他開始擦起了槍托,為即將到來演出做好準備。
每隔一丈種下一個陷阱,鋪滿觀眾席的每一條過道。
他的陷阱做了些許改進,這些鋼鐵的蓮花已不同於之前在琴房使用的那種潑灑血墨的絞肉機。刀刃的切割已經被他替換成了絢麗的爆炸,噴薄而出的彩煙足以讓萬眾傾倒。
觀眾席上躺著些許屍體,手臂無力的垂落至過道邊,這些都是妨礙他佈置舞臺的守衛,但他把他們變成了舞臺背景的一部分。
他第四次擦拭槍托,只有擦完第四次以後他才能確認擦乾淨。
一顆灰塵都可能使得精密的槍械出現故障,為了確保演出萬無一失,在每次使用之前他必須確認擦乾淨,而只有擦完第四次以後他才能確認擦乾淨。
總之現在它乾淨了。
四次一定乾淨。
或許在外人看來他的行為有些一板一眼,但只有挑剔的人才能做好這門特別的營生。
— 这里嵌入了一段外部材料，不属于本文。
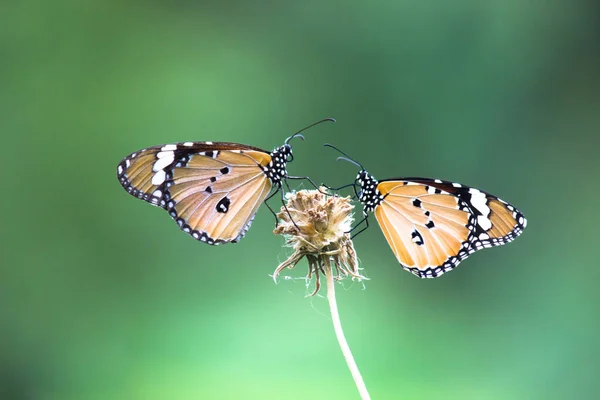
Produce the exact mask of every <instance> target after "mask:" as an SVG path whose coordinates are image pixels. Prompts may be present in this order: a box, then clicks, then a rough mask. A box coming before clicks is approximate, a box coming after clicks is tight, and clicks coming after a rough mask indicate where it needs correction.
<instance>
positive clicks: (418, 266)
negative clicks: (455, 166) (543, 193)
mask: <svg viewBox="0 0 600 400" xmlns="http://www.w3.org/2000/svg"><path fill="white" fill-rule="evenodd" d="M377 189H378V190H379V192H380V193H381V195H382V196H384V199H383V201H382V202H381V204H379V206H377V207H376V209H375V217H376V218H377V222H379V225H380V226H381V229H382V230H383V233H384V235H385V237H386V239H387V241H388V243H389V244H390V247H391V248H392V250H393V251H394V254H395V255H396V258H397V259H398V261H399V262H400V263H401V264H402V266H403V267H404V268H405V269H406V270H408V271H410V272H412V273H413V274H415V275H417V276H419V277H421V278H435V277H437V276H440V275H442V274H443V273H445V272H446V271H449V270H452V269H454V268H455V267H456V266H457V265H458V264H459V263H460V261H462V260H464V259H465V258H467V257H468V256H469V255H470V254H472V253H473V252H475V251H477V250H480V249H482V248H484V247H492V246H499V245H502V244H505V243H508V242H510V241H512V240H514V239H515V238H516V237H517V236H518V235H520V234H521V233H522V232H523V229H524V228H525V226H526V224H527V221H526V220H525V217H524V216H523V214H522V213H521V212H520V211H519V210H517V209H516V208H515V207H513V206H512V205H510V204H508V203H506V202H505V201H503V200H501V199H499V198H498V197H496V196H494V195H491V194H489V193H486V192H483V191H480V190H478V189H474V188H470V187H468V186H464V185H460V184H458V183H452V182H448V181H441V180H438V179H436V180H433V179H427V178H399V179H394V180H385V181H381V182H379V184H378V186H377Z"/></svg>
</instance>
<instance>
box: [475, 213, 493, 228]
mask: <svg viewBox="0 0 600 400" xmlns="http://www.w3.org/2000/svg"><path fill="white" fill-rule="evenodd" d="M477 223H478V224H479V226H481V228H482V229H483V230H484V231H487V230H488V229H490V228H491V227H492V221H490V219H489V218H488V217H486V216H483V215H479V216H478V217H477Z"/></svg>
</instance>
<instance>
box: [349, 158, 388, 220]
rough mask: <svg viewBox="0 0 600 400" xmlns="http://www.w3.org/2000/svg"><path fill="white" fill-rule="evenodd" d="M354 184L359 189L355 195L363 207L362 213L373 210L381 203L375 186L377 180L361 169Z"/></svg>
mask: <svg viewBox="0 0 600 400" xmlns="http://www.w3.org/2000/svg"><path fill="white" fill-rule="evenodd" d="M355 184H356V185H357V186H358V187H359V188H360V190H359V191H358V193H357V195H358V201H360V202H361V204H362V205H363V207H364V212H365V213H366V212H368V211H371V212H372V211H373V210H375V207H377V206H378V205H379V204H380V203H381V202H382V201H383V196H382V195H381V193H380V192H379V190H377V185H378V184H379V182H378V181H377V179H375V178H374V177H373V175H371V174H369V173H368V172H367V171H366V170H364V169H362V170H361V171H360V172H359V173H358V175H357V176H356V181H355Z"/></svg>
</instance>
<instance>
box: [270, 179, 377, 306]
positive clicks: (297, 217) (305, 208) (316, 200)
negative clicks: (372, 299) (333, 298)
mask: <svg viewBox="0 0 600 400" xmlns="http://www.w3.org/2000/svg"><path fill="white" fill-rule="evenodd" d="M286 197H287V202H286V207H287V210H286V209H285V208H284V207H282V208H281V211H280V212H279V213H278V214H277V217H278V218H279V225H278V226H277V228H275V230H274V231H273V233H274V234H276V235H284V236H285V238H286V240H287V244H288V245H289V246H290V247H292V248H293V249H294V253H293V254H292V255H291V256H290V258H288V259H287V260H286V261H284V262H283V263H281V264H280V265H279V266H278V267H277V269H276V270H275V272H274V273H273V279H275V280H276V279H277V276H278V275H279V274H280V273H281V271H282V270H284V269H285V268H293V267H295V266H296V264H298V262H299V261H300V260H301V259H302V258H304V257H306V259H307V260H308V267H309V270H308V275H307V278H311V277H312V275H313V273H314V274H315V284H316V288H315V291H314V292H313V293H312V294H311V296H312V295H315V294H316V293H317V292H318V291H319V287H320V283H319V272H321V273H322V272H323V265H325V263H331V264H332V265H333V266H335V278H336V279H337V280H341V279H344V278H346V277H348V276H350V277H352V278H356V279H358V280H363V279H366V278H365V277H364V276H362V275H360V273H359V268H358V260H357V258H356V252H355V251H354V245H353V244H352V240H351V239H350V235H349V234H348V233H347V232H348V231H350V228H351V226H352V221H353V218H352V210H353V209H354V206H353V205H352V203H351V202H350V198H348V197H339V196H337V195H335V196H332V195H329V194H325V189H324V188H321V191H318V190H300V191H298V192H292V193H288V194H287V196H286Z"/></svg>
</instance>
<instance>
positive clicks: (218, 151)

讓客戶如釋重負,也讓獵物得以解脫。
槍中共有四枚子彈。
每一顆都灌注了魔法的能量、每一顆都堪與拉司蘭僧侶的佩刀媲美、每一顆都讓他的藝術奔流噴濺、每一顆都是絕世妙作。它能化為濃煙,而這些煙霧能讓附著者在黑暗中顯性。
他的主顧出手闊綽,可最頂尖的畫家不就該配上最頂尖的畫筆嗎?墨水亦然也要選取最好的。
這些精妙絕倫的子彈來自喀舒利兵工廠裡,紫色的魔法液體濃縮在一管透明的針管裡。
他把彈匣藏在了肩甲裡面,戴在肩上,在蓋上披風,這便是他的看起來高低肩的原因。
藝術家總要特立獨行一些,才能收穫他人的關注。
他已經擦乾淨了,但槍就握在他的右手上,這誘惑實在太強烈了。
只有槍火噴吐時,他才感到活著。
他知道自己不該這麼做,但他還是展開了那件黑色的鰻魚皮連體緊身衣。他用左手的指尖輕撫皮衣的表面,油滑的皮面讓他呼吸急促。
一張緊緻的皮面具,就放在鋼琴之上,似笑非笑的看著他。
他將黑色的頭套帶上,蓋住了頭髮與耳朵,又撿起了皮面具,然後情不自禁地,把面具滑到臉上。
面具遮住了他的右眼和嘴,限制了他的呼吸,消除了他的景深感知。
令人心曠神怡。
帶上頭套的目的是,讓別人無論從哪個角度觀看他時,都只能看見他的面具,不會被突兀的五官奪取注意力。每個人都帶著面具,而他的做工更好,不給人看清楚的話那就可惜了。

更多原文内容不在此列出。